Oulimata Ndiaye Diasse said states in the eight-nation West African Monetary Union sought cheaper rates compared with international markets to finance budget and infrastructure projects.

Benin, Burkina Faso, Guinea-Bissau, Ivory Coast, Mali, Niger, Senegal and Togo, which make up the monetary union, together raised 1,590 billion CFA Francs ($2.61 billion) in the first three months of the year.

Diasse said that, although average interest rates on the regional market had increased by around two to three points compared with last year due to increased risks following coups and political turmoil in the region, it was still easier for the states to access the market.

"Access to international markets has been closed in recent years for our states. The cost of borrowing, which was extremely high, strongly discouraged large issuers such as Ivory Coast, Senegal and Benin, forcing them to depend largely on the regional market," Diasse said.

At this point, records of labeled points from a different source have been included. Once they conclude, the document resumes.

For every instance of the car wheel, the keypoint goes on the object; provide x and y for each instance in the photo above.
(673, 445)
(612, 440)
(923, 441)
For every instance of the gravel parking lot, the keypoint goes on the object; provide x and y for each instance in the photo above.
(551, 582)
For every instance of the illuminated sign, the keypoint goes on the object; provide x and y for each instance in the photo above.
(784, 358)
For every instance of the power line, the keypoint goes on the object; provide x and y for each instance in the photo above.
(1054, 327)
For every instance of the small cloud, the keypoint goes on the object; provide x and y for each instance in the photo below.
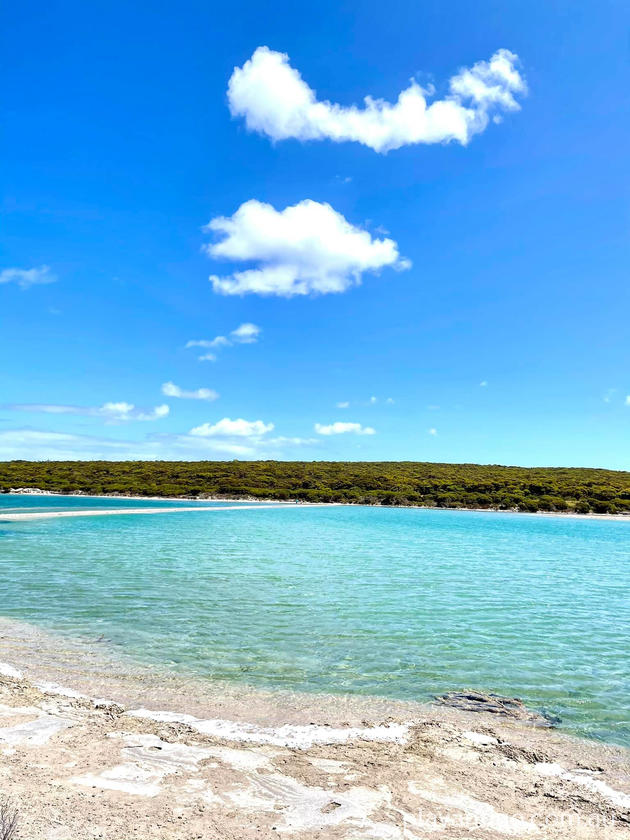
(340, 428)
(169, 389)
(112, 412)
(27, 277)
(219, 341)
(233, 428)
(246, 334)
(305, 249)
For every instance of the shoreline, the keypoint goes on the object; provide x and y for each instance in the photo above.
(612, 517)
(165, 762)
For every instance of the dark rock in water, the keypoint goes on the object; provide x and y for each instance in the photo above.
(511, 707)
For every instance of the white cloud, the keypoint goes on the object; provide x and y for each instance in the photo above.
(219, 341)
(304, 249)
(27, 277)
(48, 445)
(244, 334)
(340, 428)
(113, 412)
(275, 100)
(233, 428)
(170, 389)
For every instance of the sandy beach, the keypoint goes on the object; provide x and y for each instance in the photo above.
(59, 514)
(271, 503)
(163, 758)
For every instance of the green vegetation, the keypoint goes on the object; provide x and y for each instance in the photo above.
(385, 482)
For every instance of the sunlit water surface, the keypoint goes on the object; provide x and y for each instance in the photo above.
(396, 602)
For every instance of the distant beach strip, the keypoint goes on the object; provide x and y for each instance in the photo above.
(57, 514)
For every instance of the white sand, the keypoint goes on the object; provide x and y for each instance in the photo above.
(58, 514)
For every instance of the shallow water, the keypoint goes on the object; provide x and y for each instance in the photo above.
(396, 602)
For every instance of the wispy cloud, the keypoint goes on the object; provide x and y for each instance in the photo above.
(170, 389)
(27, 277)
(307, 248)
(274, 100)
(246, 333)
(341, 428)
(233, 428)
(113, 412)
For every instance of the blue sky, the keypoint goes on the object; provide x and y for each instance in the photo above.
(461, 283)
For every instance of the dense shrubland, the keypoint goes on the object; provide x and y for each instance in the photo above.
(385, 483)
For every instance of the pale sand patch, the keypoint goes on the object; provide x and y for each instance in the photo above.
(285, 765)
(149, 760)
(34, 732)
(296, 737)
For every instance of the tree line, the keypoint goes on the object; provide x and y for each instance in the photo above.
(383, 482)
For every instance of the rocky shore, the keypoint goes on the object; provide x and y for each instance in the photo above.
(77, 768)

Regional economic powerhouse Ivory Coast led debt issuance with around 674.55 billion CFA Francs ($1.11 billion) raised.

It returned to the international Eurobonds market in January after two years, raising $2.6 billion in an issuance that was oversubscribed.

Diasse added that the states are expected to tap the market in the next three quarters for a further 5,500 billion CFA francs ($9 billion) in fresh issuance of short-term maturities but with slightly higher interest rates.

The political instability in Niger, Burkina Faso and Mali has contributed to the increase in interest rates.

"All these geopolitical crises in the sub-region create uncertainties that led investors not to come to our market, or to demand higher returns," she said.

The three countries have together witnessed five military coups since 2020. Niger was sanctioned and suspended from the regional market after a military coup in July last year.

The sanctions forced it to default on debt in the regional market totalling around $520 million. The sanctions were lifted in February.

In a separate statement on Friday, UMOA-Titres said that Niger had initiated plans to repay its debts, starting with the payment of at least half of the interest it owed as of Friday April 26.

It added that Niger was also considering a special issue of securities with short and medium term maturities, which would be used primarily to clear the capital it owed.